ETHSM-2000-4: The Grind
Spring 2025
- Subject: Critical Ethnic Studies - Seminar
- Type: Seminar
- Delivery Mode: In-Person
- Level: Undergraduate
- Campus: San Francisco
- Course Dates: January 21, 2025 — May 12, 2025
- Meetings: Tue 7:15-10:15PM, Hooper GC - GC1
- Instructor: Sean Nash
- Units: 3.0
- Enrolled: 18/18 Closed
Description:
As emerging fine artists sometimes find it difficult to compete with more established street artists in high-traffic festivals and programs, this class will focus on how to navigate the alternative craft and fair markets and how to sell your work directly to the public without professional representation. Students will learn the logistics of setting up a booth, applying to juried fairs, and doing the research necessary to decide which events or festivals might be a good fit for their work to.
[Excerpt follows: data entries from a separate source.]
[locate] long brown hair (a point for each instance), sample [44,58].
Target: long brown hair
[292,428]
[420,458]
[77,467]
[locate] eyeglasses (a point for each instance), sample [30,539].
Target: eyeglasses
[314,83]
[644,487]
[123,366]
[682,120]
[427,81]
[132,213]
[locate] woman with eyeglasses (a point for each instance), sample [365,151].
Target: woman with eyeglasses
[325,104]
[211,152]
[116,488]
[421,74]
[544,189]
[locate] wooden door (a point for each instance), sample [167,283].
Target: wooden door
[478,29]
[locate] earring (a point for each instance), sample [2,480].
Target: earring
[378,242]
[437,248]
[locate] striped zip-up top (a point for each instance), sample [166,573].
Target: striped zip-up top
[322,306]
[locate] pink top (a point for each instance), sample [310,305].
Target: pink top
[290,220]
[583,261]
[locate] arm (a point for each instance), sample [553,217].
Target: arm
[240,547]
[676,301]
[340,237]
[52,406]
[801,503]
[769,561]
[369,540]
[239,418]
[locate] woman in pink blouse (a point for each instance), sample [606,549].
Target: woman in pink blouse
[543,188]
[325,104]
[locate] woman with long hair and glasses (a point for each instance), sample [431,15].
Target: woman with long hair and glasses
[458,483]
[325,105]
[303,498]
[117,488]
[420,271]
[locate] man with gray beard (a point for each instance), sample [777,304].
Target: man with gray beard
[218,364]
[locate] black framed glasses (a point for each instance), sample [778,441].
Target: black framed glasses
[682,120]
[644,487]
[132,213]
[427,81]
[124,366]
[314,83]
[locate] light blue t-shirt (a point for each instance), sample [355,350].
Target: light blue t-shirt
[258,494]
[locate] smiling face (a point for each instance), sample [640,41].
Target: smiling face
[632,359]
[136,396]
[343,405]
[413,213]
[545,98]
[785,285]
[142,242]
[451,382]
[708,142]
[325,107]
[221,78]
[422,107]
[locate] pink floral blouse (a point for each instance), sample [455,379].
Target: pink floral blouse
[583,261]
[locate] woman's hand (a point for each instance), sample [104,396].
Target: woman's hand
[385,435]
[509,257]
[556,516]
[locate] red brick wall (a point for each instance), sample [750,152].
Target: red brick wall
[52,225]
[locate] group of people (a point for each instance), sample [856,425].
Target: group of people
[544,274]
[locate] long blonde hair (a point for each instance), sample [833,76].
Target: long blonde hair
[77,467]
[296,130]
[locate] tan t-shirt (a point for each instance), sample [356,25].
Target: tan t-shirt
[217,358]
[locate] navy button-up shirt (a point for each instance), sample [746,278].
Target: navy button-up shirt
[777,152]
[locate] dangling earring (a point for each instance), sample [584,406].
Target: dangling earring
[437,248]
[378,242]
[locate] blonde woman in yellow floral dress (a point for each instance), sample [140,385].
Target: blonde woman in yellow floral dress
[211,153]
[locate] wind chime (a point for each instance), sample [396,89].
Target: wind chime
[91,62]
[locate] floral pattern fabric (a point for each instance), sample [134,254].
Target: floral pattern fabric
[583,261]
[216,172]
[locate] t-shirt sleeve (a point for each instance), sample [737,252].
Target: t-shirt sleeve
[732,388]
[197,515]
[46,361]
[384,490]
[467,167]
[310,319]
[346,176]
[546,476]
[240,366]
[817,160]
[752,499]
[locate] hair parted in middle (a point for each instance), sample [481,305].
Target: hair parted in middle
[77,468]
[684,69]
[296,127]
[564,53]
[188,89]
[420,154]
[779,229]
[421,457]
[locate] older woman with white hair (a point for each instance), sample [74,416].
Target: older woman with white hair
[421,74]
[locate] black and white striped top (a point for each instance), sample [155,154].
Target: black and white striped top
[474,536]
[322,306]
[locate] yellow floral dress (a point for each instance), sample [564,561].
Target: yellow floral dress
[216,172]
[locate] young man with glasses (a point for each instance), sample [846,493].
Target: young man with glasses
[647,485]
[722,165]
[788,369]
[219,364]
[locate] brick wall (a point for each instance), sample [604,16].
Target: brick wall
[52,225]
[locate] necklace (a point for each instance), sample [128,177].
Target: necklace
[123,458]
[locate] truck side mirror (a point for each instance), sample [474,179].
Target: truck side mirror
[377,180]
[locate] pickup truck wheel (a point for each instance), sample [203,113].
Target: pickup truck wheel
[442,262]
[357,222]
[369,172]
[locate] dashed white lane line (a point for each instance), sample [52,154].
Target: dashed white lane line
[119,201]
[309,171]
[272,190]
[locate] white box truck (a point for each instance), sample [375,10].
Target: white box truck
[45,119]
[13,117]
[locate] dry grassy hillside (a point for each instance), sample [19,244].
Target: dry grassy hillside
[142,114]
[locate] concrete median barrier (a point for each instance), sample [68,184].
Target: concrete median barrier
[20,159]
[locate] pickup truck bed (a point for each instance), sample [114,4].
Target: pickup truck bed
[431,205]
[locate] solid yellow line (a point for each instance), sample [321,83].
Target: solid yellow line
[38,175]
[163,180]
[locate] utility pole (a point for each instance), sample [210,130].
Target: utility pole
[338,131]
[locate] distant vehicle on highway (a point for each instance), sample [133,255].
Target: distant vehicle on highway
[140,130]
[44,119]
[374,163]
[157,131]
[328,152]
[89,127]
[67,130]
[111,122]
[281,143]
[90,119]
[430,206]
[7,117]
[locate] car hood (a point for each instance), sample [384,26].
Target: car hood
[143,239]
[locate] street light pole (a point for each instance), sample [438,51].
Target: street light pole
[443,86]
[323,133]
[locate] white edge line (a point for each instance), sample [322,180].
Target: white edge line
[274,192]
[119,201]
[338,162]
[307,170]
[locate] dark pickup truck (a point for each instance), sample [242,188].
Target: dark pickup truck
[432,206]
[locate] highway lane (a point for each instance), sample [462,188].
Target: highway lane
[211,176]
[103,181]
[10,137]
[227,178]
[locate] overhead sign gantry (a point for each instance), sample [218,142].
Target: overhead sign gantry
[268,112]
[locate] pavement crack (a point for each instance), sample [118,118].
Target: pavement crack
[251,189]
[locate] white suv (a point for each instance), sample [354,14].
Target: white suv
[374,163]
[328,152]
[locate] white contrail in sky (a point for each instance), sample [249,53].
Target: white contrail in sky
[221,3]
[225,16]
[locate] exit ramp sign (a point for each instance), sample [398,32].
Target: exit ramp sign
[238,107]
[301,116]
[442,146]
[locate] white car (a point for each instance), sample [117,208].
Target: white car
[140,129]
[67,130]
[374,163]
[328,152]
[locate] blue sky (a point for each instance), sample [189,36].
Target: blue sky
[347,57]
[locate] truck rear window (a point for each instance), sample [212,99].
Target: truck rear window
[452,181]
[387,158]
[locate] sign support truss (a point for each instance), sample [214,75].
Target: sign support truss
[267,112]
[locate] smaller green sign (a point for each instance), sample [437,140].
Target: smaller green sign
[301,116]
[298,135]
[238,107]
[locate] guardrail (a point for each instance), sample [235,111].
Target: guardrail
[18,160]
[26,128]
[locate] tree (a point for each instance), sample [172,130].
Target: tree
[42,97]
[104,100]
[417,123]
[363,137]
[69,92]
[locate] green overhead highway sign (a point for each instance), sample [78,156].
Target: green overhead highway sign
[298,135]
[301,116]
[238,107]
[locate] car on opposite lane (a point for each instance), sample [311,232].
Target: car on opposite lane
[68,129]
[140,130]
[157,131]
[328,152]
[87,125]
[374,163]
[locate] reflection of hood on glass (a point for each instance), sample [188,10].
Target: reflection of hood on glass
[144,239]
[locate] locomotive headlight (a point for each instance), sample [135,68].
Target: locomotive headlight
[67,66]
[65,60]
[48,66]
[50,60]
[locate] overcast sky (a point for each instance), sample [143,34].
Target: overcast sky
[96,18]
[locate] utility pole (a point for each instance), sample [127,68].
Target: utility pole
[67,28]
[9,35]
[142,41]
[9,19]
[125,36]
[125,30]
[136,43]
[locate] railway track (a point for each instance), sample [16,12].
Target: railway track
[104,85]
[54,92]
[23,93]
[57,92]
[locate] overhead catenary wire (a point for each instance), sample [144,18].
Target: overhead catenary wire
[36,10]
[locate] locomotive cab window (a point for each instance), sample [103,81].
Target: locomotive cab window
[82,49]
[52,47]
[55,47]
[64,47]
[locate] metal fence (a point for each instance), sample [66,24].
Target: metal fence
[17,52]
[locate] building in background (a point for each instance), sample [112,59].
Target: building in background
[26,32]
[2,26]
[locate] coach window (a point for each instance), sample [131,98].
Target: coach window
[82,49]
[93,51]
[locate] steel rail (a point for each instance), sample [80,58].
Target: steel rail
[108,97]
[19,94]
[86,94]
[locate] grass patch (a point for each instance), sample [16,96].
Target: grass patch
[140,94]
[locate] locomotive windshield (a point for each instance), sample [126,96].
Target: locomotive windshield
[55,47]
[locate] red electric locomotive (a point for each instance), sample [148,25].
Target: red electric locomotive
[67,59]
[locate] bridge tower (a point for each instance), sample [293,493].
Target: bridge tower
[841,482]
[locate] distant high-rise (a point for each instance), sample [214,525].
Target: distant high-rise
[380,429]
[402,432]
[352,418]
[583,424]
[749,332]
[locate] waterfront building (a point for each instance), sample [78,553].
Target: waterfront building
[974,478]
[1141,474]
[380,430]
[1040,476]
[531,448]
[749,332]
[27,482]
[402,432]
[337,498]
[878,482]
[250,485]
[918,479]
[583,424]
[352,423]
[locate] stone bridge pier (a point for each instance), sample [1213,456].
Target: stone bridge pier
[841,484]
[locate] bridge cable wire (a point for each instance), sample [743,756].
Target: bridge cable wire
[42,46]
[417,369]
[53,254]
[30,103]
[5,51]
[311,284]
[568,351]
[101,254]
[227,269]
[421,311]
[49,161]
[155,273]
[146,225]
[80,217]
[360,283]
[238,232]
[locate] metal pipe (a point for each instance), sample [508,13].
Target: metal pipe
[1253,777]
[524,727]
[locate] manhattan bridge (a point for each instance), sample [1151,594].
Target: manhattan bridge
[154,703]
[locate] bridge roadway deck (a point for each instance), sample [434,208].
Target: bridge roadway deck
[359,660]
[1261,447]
Creating a customer base, interacting with potential clients, and negotiating commissioned work, as well as on-the-ground retail experience in a number of venues ranging from street markets to shopping malls, will aid students in the development of the skills set necessary to those who wish to supplement their income through the sale of the Arts and or crafts they have learned to produce at CCA.Critical Ethnic Studies 2000-level seminars introduce students to the complexities and nuances of intersectionality, gender, disability, decolonial theory & philosophy, in imperialist and non-imperialist societies. 2000-level seminars may incorporate one or more of the following interdisciplinary fields of critical ethnic studies: Africana studies, African-American Studies, Asian American studies, Indigenous studies, Chicano/a /x, and Latino /a/x studies, border studies, cultural studies, critical disability studies, critical gender studies, and global racialized and global silenced communities. Courses can be in-person, hybrid, or online.